Marmel could hardly contain himself until the two left the room below us.

"My sister's in trouble!" he exploded.

"Who was that?" I asked.

"I think it's Narwickius," Marmel said.

"Narwickius!" I had heard the name. He came from Titanium. Even Trolls like Chumley spoke of Titans with respect. They were big and tough, all the more formidable because they possessed rapid mental facilities. When they wanted something, they went after it. Few races could stand up to them. Narwickius stood out among Titans as being above and beyond. He had a reputation for unscrupulous and violent behavior that stretched all the way to the Bazaar. Luckily, he seldom went there, so I had never crossed paths with him before. "How does he know about the Hoho Jug?"

"He and Dad met a few times at estate sales and curio shops," Marmel said. "He always outbid Dad in auctions. He's been after the Hoho Jug for years! Dad always refused to consider selling. Now I know why Marmilda's been trying so hard to get ahold of it! He might hurt her if she doesn't let him have it! He can't do that to my sister! I'll... I'll... I don't know what I'll do. Help me, Skeeve. Help Marmilda."

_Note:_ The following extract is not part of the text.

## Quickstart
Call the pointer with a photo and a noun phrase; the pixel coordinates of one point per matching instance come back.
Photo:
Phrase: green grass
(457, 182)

I frowned. "Do you want Narwickius to take the Hoho Jug?"

"No ..." Marmel said, thoughtfully. "I mean, not if I can help it. But what can I do? He's huge, and he's got big tough guys working for him. People who turn him down end up walking with crutches, if they can still walk at all. He's got a wizard or two on the payroll, too."

More than ever I wished that I could go back to the M.Y.T.H., Inc. office and ask for help. But, no, I was on my own. I not only had to think of a solution that would keep the Hoho Jug in the family, but also deal with the problem at hand.

"We'll see if I can help you to solve both problems," I said. "First thing, we have to find the Jug. Your father hid it before he died. I am guessing that since neither of you have found ii, it is in that room. Let's do a thorough search tonight."

"We can't," Marmel said. "Marmilda will hear us." "I can take care of that," I said. "No problem."